Reputation: 5282
I have a 40M+ csv file. One of the columns is a binary indicator (-1,1). I'd like to know if there is a linux command to create a new file that alternates rows with -1 and 1.
Old:
1,x,y
-1,t,r
-1,e,t
1,r,t
New:
1,x,y
-1,t,r
1,r,t
-1,e,t
Id doesn't have to follow any particular logic about how -1 and 1 are shuffled (could be random) as long as it alternates one row of each. I'm on Ubuntu 12.04.
Upvotes: 2
Views: 1189
Reputation: 37298
Here is a shell/awk solution. Not the most efficient, but given the speed of modern machines, shouldn't be an issue.
first, split data between pos and neg values.
awk '/^-/{print}' minus1Pos1data.txt > negsData.txt
awk '/^[^-]/{print}' minus1Pos1data.txt > posData.txt
Now merge the two files, using awk array to hold first file. you can change order if you want neg numbers as first record.
awk 'pass==1{pos[FNR]=$0} pass==2{print pos[FNR]; print}' pass=1 posData.txt pass=2 negsData.txt > alternateRows.txt
cat alternateRows.txt
1,x,y
-1,t,r
1,r,t
-1,e,t
awk evaluates the variable assignments on the cmd line pass=1
and tests them pass==1
? VS pass==2
? (inside the awk
code) and only performs the block where the pass==?
test is true. Note that pass=1
is an assignment statment, while pass==1
is an equality test.
First pass loads the first file into an array pos
with the current file's record-number (FNR) as the key.

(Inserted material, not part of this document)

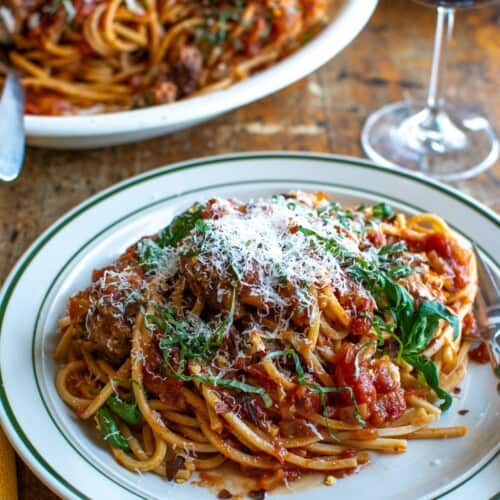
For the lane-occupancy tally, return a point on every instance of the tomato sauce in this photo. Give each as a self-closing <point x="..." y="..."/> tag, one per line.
<point x="479" y="354"/>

The 2nd pass uses its current record number (FNR) to get the pos
array rec, and the bare print
cmd could be print $0
, which means print the current line (from the pass=2 file).
IHTH.
Upvotes: 2
Reputation: 2343
Here's a one-liner:
paste -d"\n" <( grep '^1,' test.txt ) <( grep '^-1,' test.txt )
Upvotes: 1
Reputation: 2103
Here is another solution using the grep, shuf and paste commands:
shuffle1-1.sh
#!/usr/bin/env bash
input=$1
if [ $# -eq 0 ]
then
echo "must provide a file as 1st parameter..."
exit -1
fi
# split data between pos and neg values and shuffle them
# in temporary files
grep -v "\-1" $input | shuf > tmp_subset1
grep "\-1" $input | shuf > tmp_subsetm1
# alternate 1 and -1 line
paste -d"\n" tmp_subset1 tmp_subsetm1
# cleanup
rm tmp_subset1
rm tmp_subsetm1
output
# ./shuffle1-1.sh test.data
1,x,y
-1,t,r
1,r,t
-1,e,t
# ./shuffle1-1.sh test.data
1,x,y
-1,e,t
1,r,t
-1,t,r
# cat test.data
1,x,y
-1,t,r
-1,e,t
1,r,t
If your file does not have the same number of lines with 1 and -1, adding | grep 1
at the end should get rid of the blank lines:
# ./shuffle1-1.sh test.data2
1,z,z
-1,e,t
1,x,y
-1,t,r
1,r,t
1,Z,Z
# ./shuffle1-1.sh test.data2 | grep 1
1,r,t
-1,t,r
1,x,y
-1,e,t
1,z,z
1,Z,Z
Upvotes: 1